You are viewing a plain text version of this content. The canonical link for it is here.
Posted to users@jackrabbit.apache.org by Alessandro Bologna <al...@gmail.com> on 2012/01/28 20:35:17 UTC

excluding nodes based on node name or namespace

Hi,

because of the (ever growing) growing size of some of our workspaces,
we had the need to tweak the indexing configuration to exclude
indexing on any properties based on a condition that specifies solely
the node name, the local name or the node namespace, and the default
implementation would not allow that easily.
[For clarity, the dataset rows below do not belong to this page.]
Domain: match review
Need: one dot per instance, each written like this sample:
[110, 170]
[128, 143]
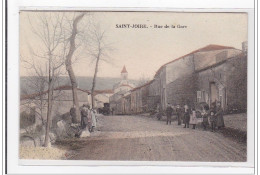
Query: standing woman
[213, 117]
[89, 119]
[186, 116]
[219, 116]
[94, 120]
[193, 118]
[205, 113]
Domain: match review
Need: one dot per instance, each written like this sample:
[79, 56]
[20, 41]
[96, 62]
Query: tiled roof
[124, 70]
[207, 48]
[149, 82]
[106, 91]
[65, 87]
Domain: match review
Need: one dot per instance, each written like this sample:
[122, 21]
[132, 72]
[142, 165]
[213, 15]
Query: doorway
[213, 92]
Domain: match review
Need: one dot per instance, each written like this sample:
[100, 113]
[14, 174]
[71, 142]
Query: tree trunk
[50, 95]
[69, 67]
[94, 84]
[48, 123]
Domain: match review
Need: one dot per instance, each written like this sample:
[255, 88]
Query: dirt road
[144, 138]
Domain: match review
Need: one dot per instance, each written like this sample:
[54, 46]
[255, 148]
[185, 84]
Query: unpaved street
[145, 138]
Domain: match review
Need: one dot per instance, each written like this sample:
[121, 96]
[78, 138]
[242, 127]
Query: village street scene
[95, 88]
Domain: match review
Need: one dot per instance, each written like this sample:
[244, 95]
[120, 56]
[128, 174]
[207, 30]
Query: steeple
[124, 73]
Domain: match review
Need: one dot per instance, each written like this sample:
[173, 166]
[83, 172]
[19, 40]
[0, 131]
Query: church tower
[124, 74]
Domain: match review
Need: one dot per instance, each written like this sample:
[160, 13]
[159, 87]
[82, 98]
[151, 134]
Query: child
[204, 114]
[193, 118]
[212, 120]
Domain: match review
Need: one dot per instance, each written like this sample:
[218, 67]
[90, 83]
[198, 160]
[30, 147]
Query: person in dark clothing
[179, 113]
[219, 116]
[169, 111]
[159, 111]
[213, 118]
[186, 116]
[73, 114]
[84, 115]
[205, 114]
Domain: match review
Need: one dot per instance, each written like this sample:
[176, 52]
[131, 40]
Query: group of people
[88, 117]
[212, 116]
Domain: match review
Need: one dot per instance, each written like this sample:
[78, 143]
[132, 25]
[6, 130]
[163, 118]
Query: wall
[230, 78]
[180, 81]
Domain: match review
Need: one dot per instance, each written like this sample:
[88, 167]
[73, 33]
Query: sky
[144, 50]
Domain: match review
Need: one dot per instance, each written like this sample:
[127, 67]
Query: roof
[146, 84]
[207, 48]
[106, 91]
[65, 87]
[124, 70]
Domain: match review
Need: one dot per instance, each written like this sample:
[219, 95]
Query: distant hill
[83, 83]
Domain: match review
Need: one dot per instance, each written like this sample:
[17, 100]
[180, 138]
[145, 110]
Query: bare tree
[69, 68]
[48, 28]
[99, 51]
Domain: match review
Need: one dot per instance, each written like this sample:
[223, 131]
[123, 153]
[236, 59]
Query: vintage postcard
[133, 86]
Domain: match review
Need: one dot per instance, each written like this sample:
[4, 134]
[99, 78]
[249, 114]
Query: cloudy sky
[144, 50]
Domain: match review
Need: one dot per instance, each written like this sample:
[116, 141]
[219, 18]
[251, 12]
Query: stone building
[177, 82]
[120, 90]
[62, 102]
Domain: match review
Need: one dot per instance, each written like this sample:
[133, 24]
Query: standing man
[219, 116]
[186, 116]
[169, 111]
[73, 114]
[84, 115]
[178, 111]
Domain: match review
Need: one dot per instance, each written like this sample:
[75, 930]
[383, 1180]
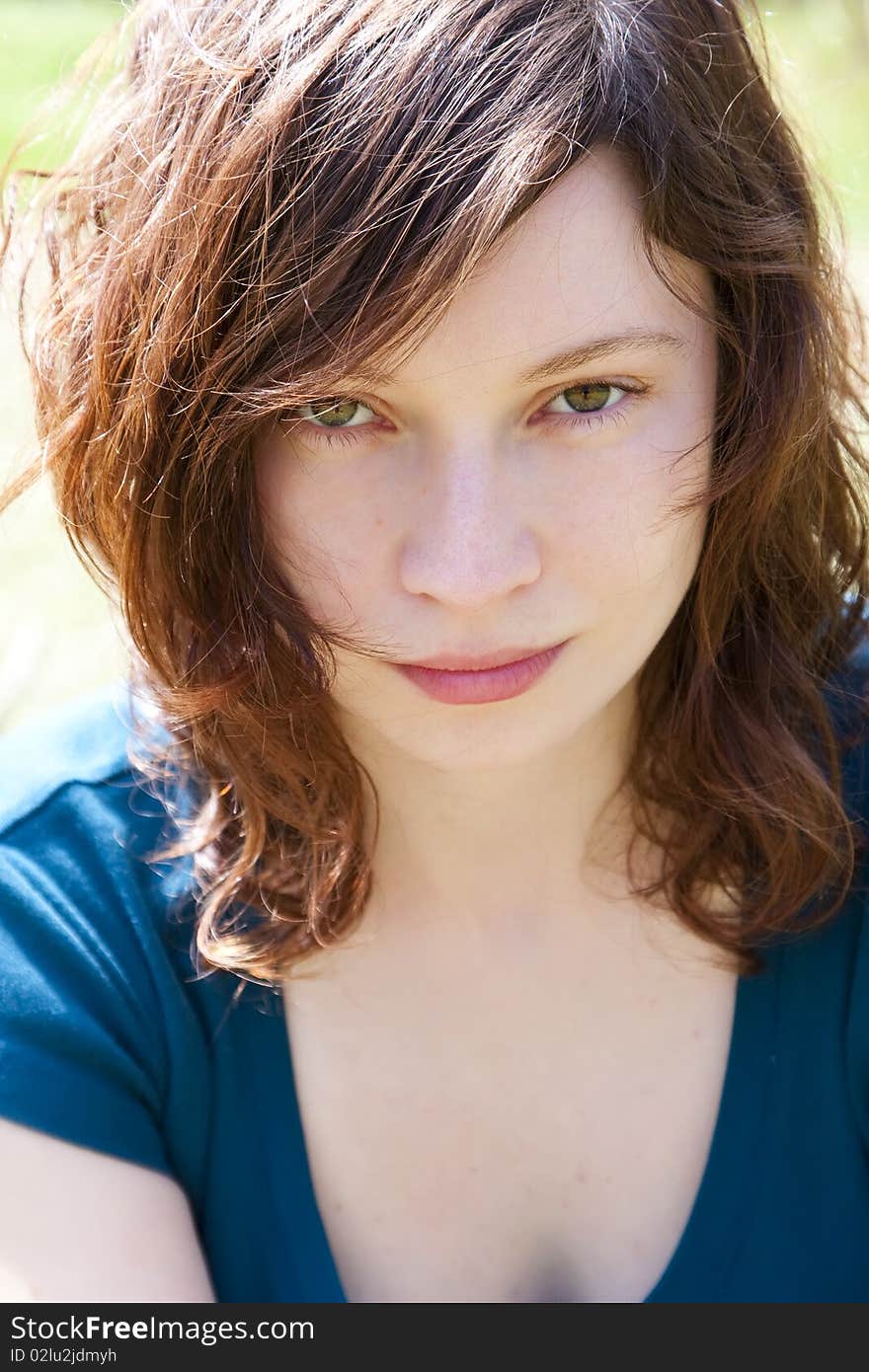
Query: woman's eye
[587, 400]
[335, 412]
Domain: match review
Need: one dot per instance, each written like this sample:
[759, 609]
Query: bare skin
[510, 1077]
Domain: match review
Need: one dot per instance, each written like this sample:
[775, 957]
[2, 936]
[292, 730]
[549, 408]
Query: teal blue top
[109, 1040]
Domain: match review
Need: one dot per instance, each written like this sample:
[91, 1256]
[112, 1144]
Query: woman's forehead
[573, 271]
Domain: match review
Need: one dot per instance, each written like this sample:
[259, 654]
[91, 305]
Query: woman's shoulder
[102, 1016]
[77, 819]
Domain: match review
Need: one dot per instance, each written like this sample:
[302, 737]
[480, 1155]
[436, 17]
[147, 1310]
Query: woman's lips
[481, 688]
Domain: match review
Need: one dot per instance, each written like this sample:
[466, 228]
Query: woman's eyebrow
[597, 348]
[574, 357]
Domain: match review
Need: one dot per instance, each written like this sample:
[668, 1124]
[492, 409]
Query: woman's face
[499, 493]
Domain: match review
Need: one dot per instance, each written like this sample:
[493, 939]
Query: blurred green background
[56, 636]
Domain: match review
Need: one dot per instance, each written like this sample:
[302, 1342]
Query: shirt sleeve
[81, 1043]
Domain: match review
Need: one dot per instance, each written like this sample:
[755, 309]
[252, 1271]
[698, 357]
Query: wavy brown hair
[271, 192]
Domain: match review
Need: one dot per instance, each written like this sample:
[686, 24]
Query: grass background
[56, 634]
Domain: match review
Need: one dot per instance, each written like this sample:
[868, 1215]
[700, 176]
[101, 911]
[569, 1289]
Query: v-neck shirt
[109, 1040]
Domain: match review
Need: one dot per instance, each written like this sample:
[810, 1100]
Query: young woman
[463, 900]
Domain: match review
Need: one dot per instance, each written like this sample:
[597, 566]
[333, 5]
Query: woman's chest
[535, 1143]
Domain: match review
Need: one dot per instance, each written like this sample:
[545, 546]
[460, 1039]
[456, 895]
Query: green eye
[334, 412]
[585, 398]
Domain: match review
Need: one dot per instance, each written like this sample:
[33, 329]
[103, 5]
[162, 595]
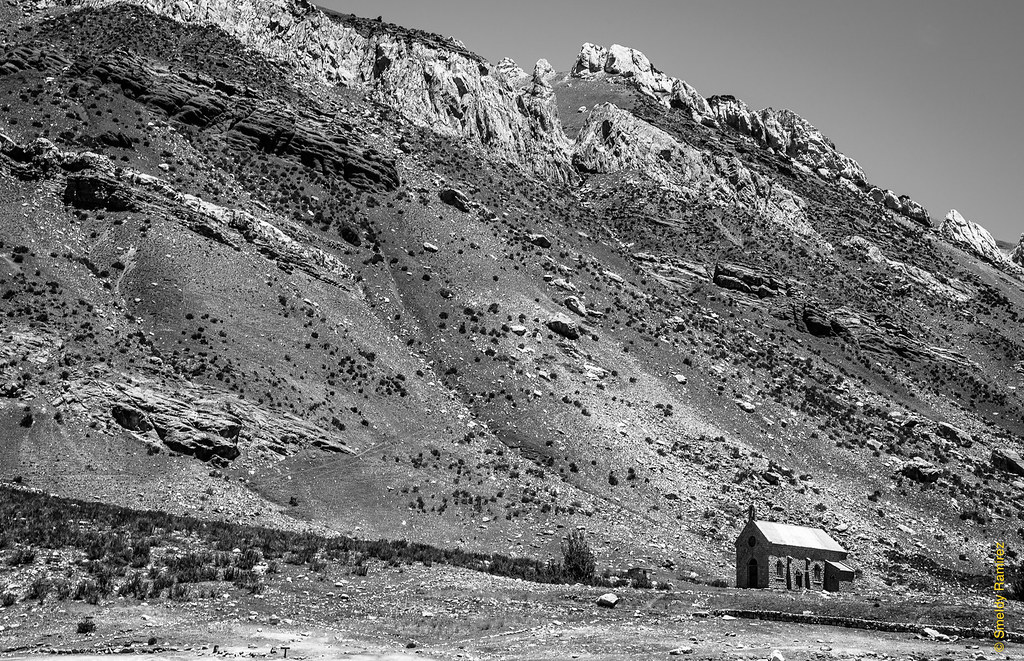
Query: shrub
[22, 557]
[642, 581]
[180, 592]
[1016, 580]
[88, 591]
[578, 559]
[40, 588]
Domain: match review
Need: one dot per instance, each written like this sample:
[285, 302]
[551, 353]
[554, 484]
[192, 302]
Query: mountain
[269, 264]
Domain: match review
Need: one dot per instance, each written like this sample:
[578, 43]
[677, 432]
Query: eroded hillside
[270, 265]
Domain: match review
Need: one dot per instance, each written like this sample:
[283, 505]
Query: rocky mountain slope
[269, 264]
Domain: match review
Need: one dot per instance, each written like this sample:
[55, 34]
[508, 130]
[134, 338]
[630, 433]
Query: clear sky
[928, 95]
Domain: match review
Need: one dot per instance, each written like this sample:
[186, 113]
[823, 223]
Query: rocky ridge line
[450, 91]
[780, 131]
[976, 239]
[614, 140]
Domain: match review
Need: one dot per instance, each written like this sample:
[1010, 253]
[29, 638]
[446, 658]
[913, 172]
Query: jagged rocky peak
[782, 131]
[615, 140]
[1018, 255]
[900, 204]
[972, 237]
[430, 80]
[509, 71]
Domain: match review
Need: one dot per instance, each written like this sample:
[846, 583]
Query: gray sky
[928, 95]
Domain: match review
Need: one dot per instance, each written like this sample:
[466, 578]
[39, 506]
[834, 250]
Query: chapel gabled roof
[790, 535]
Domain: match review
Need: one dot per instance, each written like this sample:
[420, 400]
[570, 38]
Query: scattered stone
[1008, 460]
[921, 470]
[455, 197]
[564, 326]
[576, 305]
[540, 240]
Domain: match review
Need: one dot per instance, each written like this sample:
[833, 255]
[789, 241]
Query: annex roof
[788, 535]
[843, 567]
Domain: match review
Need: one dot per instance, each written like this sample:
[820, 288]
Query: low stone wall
[877, 625]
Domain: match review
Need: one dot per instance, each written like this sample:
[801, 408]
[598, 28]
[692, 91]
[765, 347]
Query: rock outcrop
[741, 278]
[786, 132]
[195, 421]
[1017, 256]
[782, 131]
[975, 239]
[901, 205]
[432, 82]
[329, 145]
[93, 181]
[937, 283]
[614, 140]
[1008, 460]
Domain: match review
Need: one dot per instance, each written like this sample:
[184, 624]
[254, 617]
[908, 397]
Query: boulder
[953, 434]
[1008, 460]
[130, 417]
[540, 240]
[576, 305]
[455, 197]
[97, 190]
[564, 326]
[748, 280]
[1017, 256]
[921, 470]
[972, 237]
[507, 70]
[590, 60]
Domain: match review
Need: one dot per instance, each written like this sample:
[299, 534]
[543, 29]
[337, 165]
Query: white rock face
[974, 238]
[507, 69]
[614, 140]
[449, 90]
[939, 284]
[783, 131]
And we found that adding
explicit support for the ancestor-or-self and self axis was useful, so
I tried to make some changes to
org.apache.jackrabbit.core.query.lucene.IndexingConfigurationImpl

With this quick (and maybe not very elegant) patch (coded and tested,
but not very thoroughly, against jackrabbit-core 2.2.10), we can
support indexing with rules like the following:

<configuration xmlns=""
        xmlns:nt="http://www.jcp.org/jcr/nt/1.0"
        xmlns:jcr="http://www.jcp.org/jcr/1.0"
        xmlns:html="http://www.w3.org/1999/xhtml">

<!-- exclude all the properties of nt:unstructured nodes called 'body'
in the default namespace and their children -->
        <index-rule nodeType="nt:unstructured"
                condition="ancestor-or-self::body">
        </index-rule>

<!-- exclude all the properties of nt:unstructured nodes called
'headline' in any namespace and their children -->
        <index-rule nodeType="nt:unstructured"
                condition="ancestor-or-self::*:headline">
        </index-rule>

<!-- exclude all the nt:unstructured children nodes of a node in the
html namespace -->
        <index-rule nodeType="nt:unstructured"
                condition="ancestor::html:*">
        </index-rule>

</configuration>

The test for node name was already implemented, but it required the
test of a property value as well, and, while we got away with
something like the following, it didn't seem too intuitive.
<index-rule nodeType="nt:unstructured"

condition="ancestor::body/@jcr:primaryType='{http://www.jcp.org/jcr/nt/1.0}unstructured'">
</index-rule>

As a side note, if you see in the example pasted above we had to add
the empty namespace declaration to make the indexing rule recognize a
node or a property name in the default namespace (even before the
patch). Not sure if this is a well known behavior, but it took a while
for us to understand why our conditions were ignored. Adding the
namespace declaration fixed the problem.

Hoping it may be useful to some.
Alessandro